The men sat down on the ground around a low table that was laid out with fresh bread, grapes, dates, roasted corn and a small portion of meat for each of the men.
”Eat well, my friends,” Eli laughed. “After all strong bodies need strong nourishment to work hard.”
Bribery to get us to finish even faster so it will save him more money, Yosef thought cynically. The head of the household asked the blessing on the meal and then allowed the men to eat. They were attended by male servants, all except the old man. As soon as he was finished a girl came to replenish his empty bowl. Yosef recognized her as she leaned past the merchant’s shoulder, her shawl slipping forward to veil the side of her face that was toward the man she was serving. Yosef noticed that her hair had fallen forward a bit as well. It was a dark brown, but shimmered reddish, the trademark of the house of David.
A loose woman, he thought for a moment, but as she glanced at him and gave him that same small smile from the banquet room, he decided otherwise.

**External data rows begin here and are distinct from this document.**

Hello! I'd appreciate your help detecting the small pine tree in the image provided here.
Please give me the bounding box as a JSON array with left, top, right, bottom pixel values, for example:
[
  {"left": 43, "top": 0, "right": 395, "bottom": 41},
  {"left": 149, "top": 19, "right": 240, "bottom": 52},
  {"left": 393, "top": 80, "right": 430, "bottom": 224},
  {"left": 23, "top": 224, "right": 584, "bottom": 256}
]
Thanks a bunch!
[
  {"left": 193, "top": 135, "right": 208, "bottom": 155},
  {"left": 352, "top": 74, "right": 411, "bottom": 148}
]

Here was purity incarnate. Suddenly he winced at a jab in his side and glared at a broadly grinning Clopas.
”Didn’t I tell you?” he mouthed silently. Yosef nodded demurely and went back to his food as the girl straightened and left the table. Who is she? he wondered. Has she been spoken for? It was interesting that she only served the old man. Might she be a concubine? That thought chilled him for a moment and he focused on his meal. It was not uncommon for the richer men to keep a concubine or two beside the wife, but he’d never thought a staunch a Pharisee as old Eli Yoachim to be such a hypocrite.
”What’s the matter with you, Yosef?” Yehuda asked from across the circle. “You’re awfully quiet today.”
”Oh, sorry,” the builder answered. “I was just thinking…”
”Ah, yes…” his younger brother returned with a knowing smile. “In case you were wondering, that girl’s Eli’s second daughter. That’s all I was able to wring out of one of the servants who brought us water. That, and the fact she’s not yet spoken for.”
What does that have to do with me? Yosef asked himself. I’m not interested, am I? And yet he found himself counting the moments until the girl reappeared. He sighed to himself as the men finished their meal and she did not reemerge from the house. Perhaps he was just being foolish, but a girl who could quote the Hebrew so well was a prize! Why would Eli allow something like that? He later voiced that question to his friend Micah who just happened to be chipping a stone block next to where Yosef was readying a cross-beam.
”They say that old Eli dotes on his children, especially the girls,” the mason explained. “One of the servants once told me that when his daughters requested a chance to learn the Torah, it had only taken one question from the second one to get him to agree. They say that two of his daughters can recite as well as the rabbi in the synagogue.”
Like the girl this morning, Yosef thought. She must be his daughter! And within him rose the desire to know this girl. Even before he’d noticed it, he sent a silent prayer to his God asking for a chance. Finally registering what he’d done he sighed to himself.
”Don’t listen to a fool, o LORD,” he muttered, scraping his plane along the beam. “I’m not even sure what I want here.”